When a major retail business moves to shutter its operations the impacts have major reverberations, especially when that business is the size of Circuit City, Borders Books and Music, or Toys “R” Us. In the case of the latter, the rapid closing of the toy giant left 31,000 employees without work and close to 800 properties vacant. When any business chooses (or is forced) to close, there’s always a great deal of uncertainty, and simple things tend to get overlooked. There’s also the potential for disgruntled employees to simply ignore standard operating procedures or, worse, ignore regulations regarding personally identifiable information (PII) and create a massive data security problem in the process.
In an interesting read posted on Hackaday, Tom Nardi outlines his recent trip to a closed-up Toys “R” Us location. His visit was on the level; his friend’s company had purchased the property, and they were doing a walk-through before the scrappers and demolition teams came through to take the place apart. Of course, he jumped at the chance.
Nardi was surprised by what remained after the liquidation sale and the auction for furnishings and equipment. In sum, he calls the trip “a very surprising look at what gets left behind when the money runs out and the employees simply give up.”
The store looks “post-apocalyptic,” with puddles of water on the floor; checkout lines with only partial point-of-sale systems remaining; junk and boxes scattered on the floor; and plenty of other things. In the store security area, there still was a functioning system, though it looked like more than a few of the cameras had been broken, knocked over, or otherwise jostled during the shutdown.

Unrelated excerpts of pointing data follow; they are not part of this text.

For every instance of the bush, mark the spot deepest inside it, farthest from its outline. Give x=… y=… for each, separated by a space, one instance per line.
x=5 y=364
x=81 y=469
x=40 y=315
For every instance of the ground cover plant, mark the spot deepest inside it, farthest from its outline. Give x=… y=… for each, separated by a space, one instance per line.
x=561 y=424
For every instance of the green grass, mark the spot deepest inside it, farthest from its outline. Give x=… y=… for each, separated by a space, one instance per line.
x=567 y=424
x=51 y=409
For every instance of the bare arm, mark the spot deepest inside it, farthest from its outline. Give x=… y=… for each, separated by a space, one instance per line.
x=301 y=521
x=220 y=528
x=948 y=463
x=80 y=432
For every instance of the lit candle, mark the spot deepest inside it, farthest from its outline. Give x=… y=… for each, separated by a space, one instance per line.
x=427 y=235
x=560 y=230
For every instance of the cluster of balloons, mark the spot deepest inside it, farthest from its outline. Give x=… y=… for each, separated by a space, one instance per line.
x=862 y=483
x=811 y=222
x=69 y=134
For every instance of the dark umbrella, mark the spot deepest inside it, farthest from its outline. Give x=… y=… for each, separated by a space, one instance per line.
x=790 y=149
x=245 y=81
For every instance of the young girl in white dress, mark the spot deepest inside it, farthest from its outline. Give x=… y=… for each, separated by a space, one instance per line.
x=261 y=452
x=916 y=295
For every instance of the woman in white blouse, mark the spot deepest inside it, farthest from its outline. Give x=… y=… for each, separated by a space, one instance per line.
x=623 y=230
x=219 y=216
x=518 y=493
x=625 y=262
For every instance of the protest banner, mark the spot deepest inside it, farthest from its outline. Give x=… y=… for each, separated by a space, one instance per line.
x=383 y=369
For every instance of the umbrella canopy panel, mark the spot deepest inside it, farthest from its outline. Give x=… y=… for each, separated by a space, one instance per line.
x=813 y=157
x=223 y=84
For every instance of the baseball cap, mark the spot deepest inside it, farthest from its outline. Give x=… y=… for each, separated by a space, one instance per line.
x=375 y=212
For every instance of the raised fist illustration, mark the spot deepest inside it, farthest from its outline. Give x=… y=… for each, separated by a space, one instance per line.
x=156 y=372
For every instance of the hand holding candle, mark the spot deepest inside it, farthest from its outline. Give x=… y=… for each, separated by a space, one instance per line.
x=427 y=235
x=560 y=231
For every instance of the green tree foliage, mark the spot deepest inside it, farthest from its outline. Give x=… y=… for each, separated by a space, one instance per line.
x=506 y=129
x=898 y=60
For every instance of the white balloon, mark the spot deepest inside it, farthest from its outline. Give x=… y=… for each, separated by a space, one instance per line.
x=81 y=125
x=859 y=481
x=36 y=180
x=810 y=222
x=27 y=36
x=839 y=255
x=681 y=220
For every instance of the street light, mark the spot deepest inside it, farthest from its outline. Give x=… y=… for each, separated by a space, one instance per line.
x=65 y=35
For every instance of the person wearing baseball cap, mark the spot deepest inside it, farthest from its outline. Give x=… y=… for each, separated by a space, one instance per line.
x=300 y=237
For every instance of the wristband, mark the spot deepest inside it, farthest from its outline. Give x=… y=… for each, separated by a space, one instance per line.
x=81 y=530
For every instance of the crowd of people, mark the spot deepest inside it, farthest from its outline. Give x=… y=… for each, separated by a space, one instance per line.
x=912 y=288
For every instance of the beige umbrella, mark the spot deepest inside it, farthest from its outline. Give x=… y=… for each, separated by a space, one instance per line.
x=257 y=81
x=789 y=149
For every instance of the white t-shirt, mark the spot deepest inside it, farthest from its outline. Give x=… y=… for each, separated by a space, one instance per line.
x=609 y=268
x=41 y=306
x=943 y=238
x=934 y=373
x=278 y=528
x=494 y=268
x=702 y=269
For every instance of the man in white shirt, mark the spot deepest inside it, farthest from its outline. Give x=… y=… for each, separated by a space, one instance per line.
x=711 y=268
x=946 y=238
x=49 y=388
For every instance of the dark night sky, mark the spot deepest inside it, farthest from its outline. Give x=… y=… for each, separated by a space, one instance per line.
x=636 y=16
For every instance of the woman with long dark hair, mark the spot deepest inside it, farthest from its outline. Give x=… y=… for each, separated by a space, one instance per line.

We start to get a glimpse of the impending security issues in the manager’s office: There were a large number of keys and lock cores laid out on the desk, and there was an open box on the desk detailing “the comings and goings of cash from the armored car service.” The large safe was left open, though it was obviously empty. Surprisingly, though, it appeared to have the safe combo taped either to the door or, at the very least, to the outside of the safe. A big security no-no.
The Records Room
From a security perspective, here’s where things get really bad. Nardi and friends entered another room, separate from the manager’s office, and what they found was pretty shocking: numerous open boxes and file cabinet drawers filled with folder upon folder of sensitive employee records relating to their hiring, work history, medical information, tax and payroll information, and even photocopies of I-9 documents such as a driver’s license and Social Security card. You can scroll through the images here.
According to Nardi, one employee’s file was laying open on the desk, with the scan of her license and Social Security card on top and a sticky note containing her phone number and work availability written on it.
The implementation of numerous data breach regulations such as the General Data Protection Regulation (GDPR) and the California Consumer Protection Act (CCPA) reflect the overall cultural shift toward protecting PII. Regardless of the behavior of individual management and workers at the closing location, the company has obligations it must meet with regard to protecting employees’ PII, including the retention and handling of sensitive documents when a business shuts down.
At the end of the day, a company’s HR and security teams are responsible for protecting this information and ensuring that the management at individual locations is in compliance with the applicable regulations governing PII handling. If unsure, you can start by checking with the Internal Revenue Service or the Small Business Administration, both of which have online guides to get you started. Should you need further guidance, there are more in-depth, interactive resources, such as those found at hr.blr.com.